Percent error (also called percentage error) measures how far an observed (measured or experimental) value deviates from the true (accepted or theoretical) value, expressed as a percentage. It is used in science, engineering, and statistics to quantify measurement accuracy.
The Percent Error Formula
Standard (unsigned):
Percent Error = |Observed − True| / |True| × 100
Signed (shows direction):
Signed % Error = (Observed − True) / True × 100
Positive = overestimation
Negative = underestimation
Related:
Absolute Error = |Observed − True|
Relative Error = |Observed − True| / |True|
Accuracy = 100 − Percent Error (%)
Interpreting Percent Error
What counts as a "good" percent error depends on the field. In chemistry lab experiments, <5% is generally acceptable. In physics, <1% may be expected for precision instruments. In engineering, tolerance varies by application — structural tolerances might allow ±10%, while machined parts might require <0.1%.
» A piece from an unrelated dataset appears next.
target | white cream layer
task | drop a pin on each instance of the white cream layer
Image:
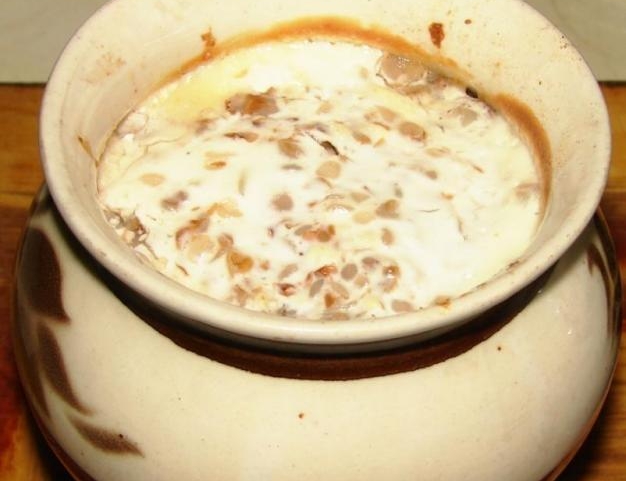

What causes percent error in experiments?
Common sources of percent error: measurement instrument precision limits, parallax reading errors, environmental factors (temperature, pressure fluctuations), human reaction time (e.g. timing experiments), impure materials or wrong concentrations, systematic bias in equipment calibration, and rounding during calculation. Errors fall into two categories: random errors (which average out over repeated trials) and systematic errors (which consistently skew results in one direction).
Why do we use absolute value in the percent error formula?
The absolute value ensures percent error is always a non-negative number representing the magnitude of deviation regardless of direction. When we say a measurement has "5% error," we mean it deviates by 5% — not whether it's too high or too low. For directional analysis (whether you over- or underestimated), use the signed percent error formula instead.
What if the true value is zero?
Percent error is undefined when the true value is zero, because you cannot divide by zero. In such cases, use absolute error instead. Alternatively, if comparing near-zero values, use the percent difference formula (which divides by the average of both values rather than one specific value as the denominator).